Sunday, September 25

Flying state flags a Sarawak Day rite for city’s business folks


Every shop along this side of Jalan Padungan has at least one Sarawak flag adorning the front section of their premises. — Photo by Roystein Emmor

KUCHING (July 12): Many shop proprietors have put up Sarawak flags on their premises ahead of the Sarawak Day celebration this July 22.

A survey over the Chinatown section of Jalan Padungan earlier today showed that every shop had at least one flag adorning the front section of their units.

It was also the same scene at several other commercial centres across the city.

Johnny Bong

Johnny Bong, who owns and manages two family reflexology centres in the city, said it had been a practice for him to put up Sarawak flags at his premises not only on Sarawak Day, but also on National Day and Malaysia Day.

“I have been doing it since I opened my business in 2017.

“Apart from that, I would also shoot special videos to commemorate these occasions and post them on my business social media, namely Facebook, Instagram and TikTok.

“Yes, it is all about patriotism but in a way, they (hanging up flags and shoot special videos) also serve as greetings for my customers and also my friends,” said 29-year-old entrepreneur.

However, Bong also said that he did not get to do this in 2020 and last year, due to the Covid-19 pandemic.

“Those were the two most challenging years for my business, because our sector (reflexology and wellness) was the last to be allowed for full reopening.

“That’s why I’m so thankful that this year, we get to hang Sarawak flags at our premises again,” he told The Borneo Post here.

Razie Remjishah

Another entrepreneur, Razie Remjishah, said it would not be a Sarawak Day celebration without the Sarawak flag.

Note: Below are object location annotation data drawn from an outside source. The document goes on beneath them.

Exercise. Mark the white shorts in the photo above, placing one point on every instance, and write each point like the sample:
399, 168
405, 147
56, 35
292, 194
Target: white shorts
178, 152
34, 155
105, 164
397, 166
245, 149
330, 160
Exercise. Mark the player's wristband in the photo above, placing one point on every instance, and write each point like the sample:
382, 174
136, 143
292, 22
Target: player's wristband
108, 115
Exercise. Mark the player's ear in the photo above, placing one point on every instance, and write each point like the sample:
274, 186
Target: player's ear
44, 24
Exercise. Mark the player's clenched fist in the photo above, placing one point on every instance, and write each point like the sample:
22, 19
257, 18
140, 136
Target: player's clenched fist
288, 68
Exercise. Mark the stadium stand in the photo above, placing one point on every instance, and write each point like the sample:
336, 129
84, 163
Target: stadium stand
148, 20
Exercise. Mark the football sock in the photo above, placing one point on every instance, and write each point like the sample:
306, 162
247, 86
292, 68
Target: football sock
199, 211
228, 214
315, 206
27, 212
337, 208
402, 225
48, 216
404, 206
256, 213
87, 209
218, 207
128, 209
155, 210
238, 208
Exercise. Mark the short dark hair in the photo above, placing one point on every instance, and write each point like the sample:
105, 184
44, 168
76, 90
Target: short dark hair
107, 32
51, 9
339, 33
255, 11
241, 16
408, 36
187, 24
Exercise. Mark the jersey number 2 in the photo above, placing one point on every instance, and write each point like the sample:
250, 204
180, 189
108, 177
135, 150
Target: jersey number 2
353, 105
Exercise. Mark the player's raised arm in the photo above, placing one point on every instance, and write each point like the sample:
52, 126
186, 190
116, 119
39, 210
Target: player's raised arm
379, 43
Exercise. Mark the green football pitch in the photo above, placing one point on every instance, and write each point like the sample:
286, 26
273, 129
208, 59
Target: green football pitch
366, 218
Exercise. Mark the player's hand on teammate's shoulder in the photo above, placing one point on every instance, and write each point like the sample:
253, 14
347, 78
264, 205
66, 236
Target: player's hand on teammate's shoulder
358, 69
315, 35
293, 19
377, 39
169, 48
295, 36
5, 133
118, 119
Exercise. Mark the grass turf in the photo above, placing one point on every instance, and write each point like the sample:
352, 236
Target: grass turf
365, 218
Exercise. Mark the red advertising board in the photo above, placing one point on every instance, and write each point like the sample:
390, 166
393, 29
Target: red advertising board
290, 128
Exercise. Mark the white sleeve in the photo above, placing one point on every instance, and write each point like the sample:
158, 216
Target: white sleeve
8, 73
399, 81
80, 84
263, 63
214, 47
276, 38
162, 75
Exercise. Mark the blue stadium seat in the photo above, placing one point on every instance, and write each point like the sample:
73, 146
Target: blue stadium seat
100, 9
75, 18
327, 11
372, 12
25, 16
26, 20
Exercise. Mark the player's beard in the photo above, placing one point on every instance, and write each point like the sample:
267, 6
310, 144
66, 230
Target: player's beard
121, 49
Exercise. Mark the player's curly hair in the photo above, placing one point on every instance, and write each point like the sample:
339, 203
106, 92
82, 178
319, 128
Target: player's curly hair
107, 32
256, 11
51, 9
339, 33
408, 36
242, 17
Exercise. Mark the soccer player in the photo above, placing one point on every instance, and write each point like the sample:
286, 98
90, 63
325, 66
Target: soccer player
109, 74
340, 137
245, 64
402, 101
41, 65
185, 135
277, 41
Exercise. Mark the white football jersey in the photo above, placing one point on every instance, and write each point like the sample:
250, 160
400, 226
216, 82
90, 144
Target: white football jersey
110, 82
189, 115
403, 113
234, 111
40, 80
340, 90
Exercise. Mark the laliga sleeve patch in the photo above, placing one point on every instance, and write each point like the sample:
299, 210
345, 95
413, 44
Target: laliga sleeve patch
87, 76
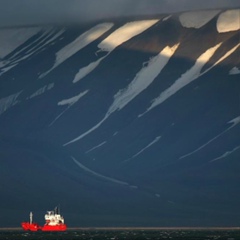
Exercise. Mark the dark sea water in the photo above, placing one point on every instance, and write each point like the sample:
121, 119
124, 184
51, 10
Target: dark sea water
124, 235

“It’s as simple as that, and it’s not a complicated thing.

“But for me, seeing them (flags) flutter in the wind, it’s just majestic.

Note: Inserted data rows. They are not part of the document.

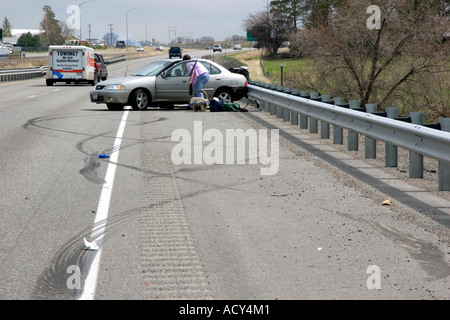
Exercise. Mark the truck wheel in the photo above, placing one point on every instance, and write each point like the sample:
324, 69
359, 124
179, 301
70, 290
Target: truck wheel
96, 80
140, 100
115, 106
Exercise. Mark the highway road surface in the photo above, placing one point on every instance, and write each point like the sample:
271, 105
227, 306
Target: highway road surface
169, 223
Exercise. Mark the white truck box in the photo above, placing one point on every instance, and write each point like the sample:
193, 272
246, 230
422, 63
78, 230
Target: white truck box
71, 64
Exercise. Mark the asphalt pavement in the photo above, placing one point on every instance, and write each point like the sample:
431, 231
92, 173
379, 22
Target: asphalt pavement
177, 229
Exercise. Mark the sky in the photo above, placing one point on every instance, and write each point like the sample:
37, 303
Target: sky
147, 19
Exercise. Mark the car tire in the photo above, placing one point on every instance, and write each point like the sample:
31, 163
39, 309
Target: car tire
96, 79
224, 94
140, 100
114, 106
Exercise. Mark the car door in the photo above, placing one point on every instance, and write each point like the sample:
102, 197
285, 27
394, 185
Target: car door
215, 79
173, 84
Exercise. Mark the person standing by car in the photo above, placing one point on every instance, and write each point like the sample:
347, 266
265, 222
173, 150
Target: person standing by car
200, 76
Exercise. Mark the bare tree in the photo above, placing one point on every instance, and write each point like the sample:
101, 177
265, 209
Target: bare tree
376, 61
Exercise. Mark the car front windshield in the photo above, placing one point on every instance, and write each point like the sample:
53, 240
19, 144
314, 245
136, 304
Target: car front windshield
152, 69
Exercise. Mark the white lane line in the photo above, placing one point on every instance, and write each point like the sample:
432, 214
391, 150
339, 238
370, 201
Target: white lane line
101, 216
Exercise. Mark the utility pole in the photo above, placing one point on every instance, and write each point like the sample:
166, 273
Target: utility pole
172, 29
89, 31
110, 34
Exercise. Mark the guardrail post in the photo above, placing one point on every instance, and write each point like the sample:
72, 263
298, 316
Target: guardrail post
338, 133
313, 123
370, 145
286, 112
304, 118
279, 110
391, 151
294, 115
353, 136
444, 167
415, 159
325, 126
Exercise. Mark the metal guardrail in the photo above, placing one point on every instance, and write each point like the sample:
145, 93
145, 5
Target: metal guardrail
31, 73
418, 139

“Somehow, it makes me even more patriotic; I feel proud and blessed to be a Sarawakian,” said the 29-year-old gym owner.

Additionally, Razie and his gym buddies would join Sarawak Day activities carried out by the nearby communities.

“We also see the occasion as a time for us to foster closer relations with one another.

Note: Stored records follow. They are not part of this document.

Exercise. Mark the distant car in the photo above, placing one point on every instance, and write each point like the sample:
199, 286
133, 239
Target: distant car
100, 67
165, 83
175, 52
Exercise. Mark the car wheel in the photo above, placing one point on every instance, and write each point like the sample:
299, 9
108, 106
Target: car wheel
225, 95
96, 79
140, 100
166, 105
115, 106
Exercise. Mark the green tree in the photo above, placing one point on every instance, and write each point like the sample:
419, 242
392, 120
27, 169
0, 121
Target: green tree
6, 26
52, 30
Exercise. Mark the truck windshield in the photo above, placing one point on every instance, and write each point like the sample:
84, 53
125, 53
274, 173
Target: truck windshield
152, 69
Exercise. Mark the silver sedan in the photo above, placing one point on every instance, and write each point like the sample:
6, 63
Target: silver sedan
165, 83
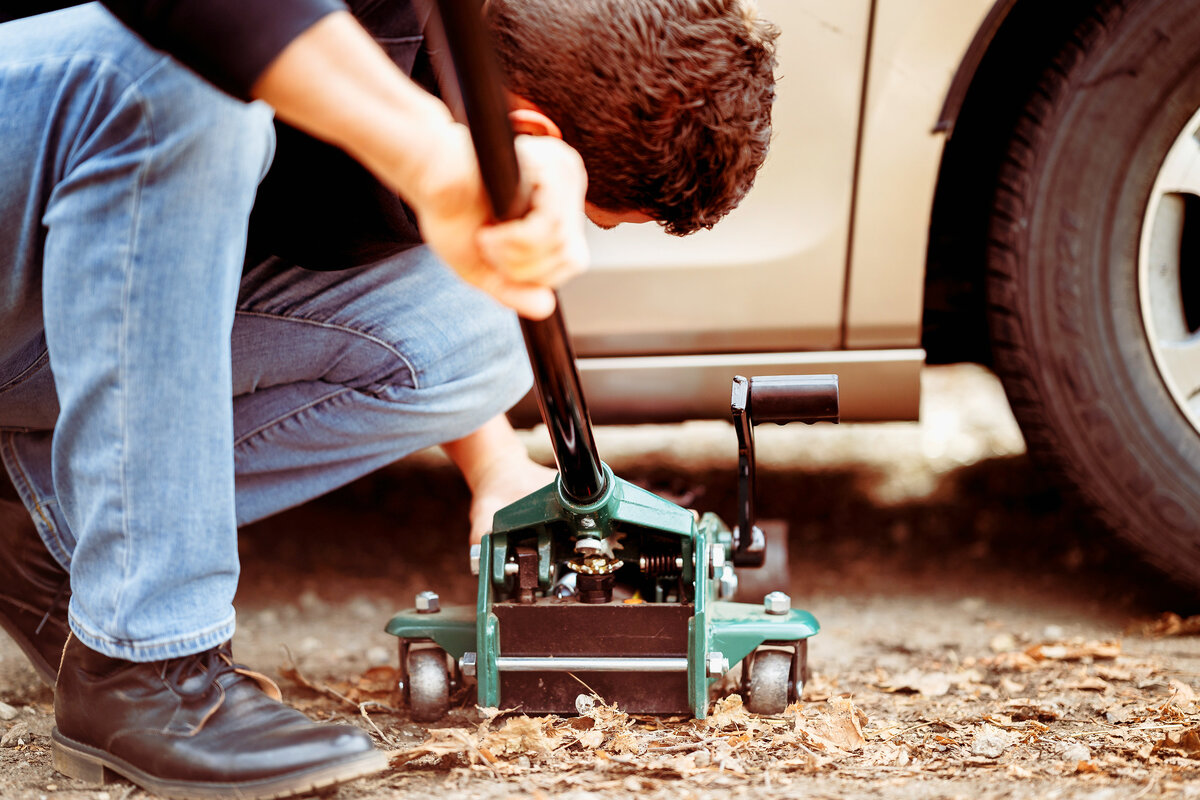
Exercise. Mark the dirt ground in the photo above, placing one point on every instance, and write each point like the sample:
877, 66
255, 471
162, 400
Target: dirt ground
981, 637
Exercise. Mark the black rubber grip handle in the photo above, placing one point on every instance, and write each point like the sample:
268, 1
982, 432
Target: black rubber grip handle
793, 398
485, 104
557, 382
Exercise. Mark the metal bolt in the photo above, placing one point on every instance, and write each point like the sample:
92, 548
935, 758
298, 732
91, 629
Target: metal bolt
718, 665
427, 602
777, 602
467, 665
588, 545
717, 555
727, 587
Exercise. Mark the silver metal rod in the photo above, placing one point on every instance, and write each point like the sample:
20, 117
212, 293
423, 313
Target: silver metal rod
551, 663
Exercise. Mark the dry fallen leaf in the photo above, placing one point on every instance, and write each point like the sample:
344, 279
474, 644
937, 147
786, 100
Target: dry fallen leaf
729, 713
839, 726
1180, 743
928, 684
1074, 651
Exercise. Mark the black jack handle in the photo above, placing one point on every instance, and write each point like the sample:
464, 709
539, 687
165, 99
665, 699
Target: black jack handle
779, 400
556, 378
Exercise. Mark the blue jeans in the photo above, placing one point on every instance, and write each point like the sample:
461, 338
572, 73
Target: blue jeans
153, 394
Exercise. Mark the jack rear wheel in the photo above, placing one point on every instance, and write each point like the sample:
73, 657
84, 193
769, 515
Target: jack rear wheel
429, 684
768, 687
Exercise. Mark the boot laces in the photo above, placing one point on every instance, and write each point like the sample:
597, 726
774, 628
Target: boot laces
209, 666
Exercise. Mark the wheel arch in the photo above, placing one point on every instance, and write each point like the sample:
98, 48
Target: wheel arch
994, 82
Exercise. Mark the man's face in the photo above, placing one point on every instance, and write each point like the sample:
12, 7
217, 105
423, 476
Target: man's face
609, 220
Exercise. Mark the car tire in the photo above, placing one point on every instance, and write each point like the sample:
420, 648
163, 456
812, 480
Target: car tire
1073, 326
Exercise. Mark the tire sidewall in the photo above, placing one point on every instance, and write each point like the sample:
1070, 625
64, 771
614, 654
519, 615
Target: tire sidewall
1120, 102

“After all, Sarawak is known for its unity amidst diversity, and what better time to highlight this other than Sarawak Day, right?

“Hidup Sarawak, Semangat Sarawak (Long Live Sarawak, In High Spirits, Sarawak),” he added.

Tiong prepares an order for his customer at the noodle shop.

For noodle-seller Paul Tiong, he regarded hanging the Sarawak flags at his working station ‘a must every year’.

“It’s my way of displaying my pride for Sarawak.

“My business exists because Sarawak exists,” said the 41-year-old, while busy making an order for his customer at his shop in Queen’s Court, Simpang Tiga here.

July 22 was gazetted as a public holiday in 2016 by former chief minister of Sarawak, the late Pehin Sri Adenan Satem, to commemorate the day in 1963 when Sarawak was granted self-governance by the British.

It was the date when the first ministerial cabinet in Sarawak was formed, and Tan Sri Stephen Kalong Ningkan appointed as the state’s first chief minister.

With regard to its flag, Sarawak may be the only state in Malaysia to have the most variations since the first one was created in 1845 by the first Rajah of Sarawak, James Brooke.

James’ version had a cross split into two colours – blue and red – on a yellow background.

It changed slightly during the time of the second Rajah, Charles Brooke, where the colours on the cross had been replaced with red and black. This flag was in use from 1870 until 1941.

Upon becoming a British colony in 1946, the flag had been altered again – with the addition of a yellow five-point crown to the centre of the cross.

This ‘Kingdom of Sarawak’ flag was still flown even after Malaysia was formed in 1963.

After that, came the ‘Trisakti which was lifted on Aug 31, 1973 by then-chief minister Tun Abdul Rahman Ya’kub.

This version, which had the colours blue, red and white, was flown until Aug 30, 1988, where the next day, it was replaced by the current flag that is highly identifiable by the thick diagonal black (top) and red lines over a yellow background, with a nine-point star affixed at the centre.